Stahler, "Çalışmamız hem ikili yıldızların nasıl oluştuğunu hem de ikili yıldızların erken yıldız evriminde oynadığı rolü anlamada ileriye doğru bir adımdır" dedi.
Araştırmacılar, VANDAM araştırması adı altında, yaklaşık 600 ışık yılı uzaklıktaki bütün bir genç yıldız bölgesini içeren yoğun bir toz bulutundan sızan radyo dalgalarının haritasını çıkardılar. VANDAM araştırması, Sınıf 0 yıldızları olarak adlandırılan yarım milyon yaşından küçük yıldızları (yıldız terimlerine göre onlar yalnızca bebekler) ve Sınıf 1 olarak adlandırılan 500.000 ila 1 milyon yaşında olan yıldızları inceledi.
Sonuçlar, tüm yıldızların ikili olarak doğduğunu tahmin ederken, yoğun toz bulutlarının merkezinde oluşan yıldızların çoğunun bir eşle doğduğunu gösterdi.
Stahler, "Yıldızların ikili doğduğu iddiası için bugüne kadarki en güçlü kanıta sahip olduğumuzu düşünüyorum" dedi.
Yıldızlar arasındaki mesafelere yakından bakıldığında, araştırmacılar 500 AU veya daha fazla bir boşlukla ayrılan tüm ikili yıldızların, Sınıf 0 olduğunu ve onları çevreleyen yumurta şeklindeki bulutun ekseni ile sıralandığını buldular.
Sınıf 1 yıldızlar ise yaklaşık 200 AU'da birbirine daha yakın olma eğilimindeydi ve 'yumurta şeklindeki' eksenleriyle aynı hizada değildi.
Peki çoğu yıldız bir partnerle doğduysa, bizimki nerede?
500 AU'luk bir mesafe kabaca 0.008 ışık yılı veya 3 ışık gününün biraz altında.

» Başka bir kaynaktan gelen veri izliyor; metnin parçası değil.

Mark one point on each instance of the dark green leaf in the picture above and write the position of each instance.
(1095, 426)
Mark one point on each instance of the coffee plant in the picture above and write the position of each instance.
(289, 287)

Perspektife koymak gerekirse, Neptün yaklaşık 30 AU uzaklıkta, Voyager 1 sondası şu anda 140 AU kadar uzağımızda ve en yakın bilinen yıldız Proxima Centauri 268.770 AU uzaklıkta.
Yani Güneş'in bir ikizi varsa, onu kolayca göremeyeceğimiz kesin. Ancak Güneşimizin arada sırada yanından geçip ortalığı karıştırmayı seven bir ikizi olduğuna dair bir hipotez var.
Nemesis adı verilen bu teorik baş belası, dinozorların çoğunu yok eden de dahil olmak üzere, Dünya'daki 27 milyon yıllık belirgin bir yok olma döngüsünün arkasındaki neden olarak öne sürülüyor.
California Berkeley Üniversitesi'nden Richard Muller adlı bir astronom 23 yıl önce, 1,5 ışık yılı uzaklıktaki bir kırmızı cüce yıldızın, Güneş Sistemimizin dış sınırları boyunca periyodik olarak seyahat ettiğini öne sürdü. Kahverengi bir cüce sönük bir yıldız, cüce gezegen Sedna'nın garip, geniş yörüngesi gibi Güneş Sistemimizin kenarlarındaki diğer anormallikleri de açıklayabilir.
Stahler, "Evet, muhtemelen uzun zaman önce bir ‘Nemesis’ vardı diye düşünüyoruz" dedi.
Bu araştırma, Kraliyet Astronomi Topluluğunun Aylık Bildirimlerinde yayınlandı.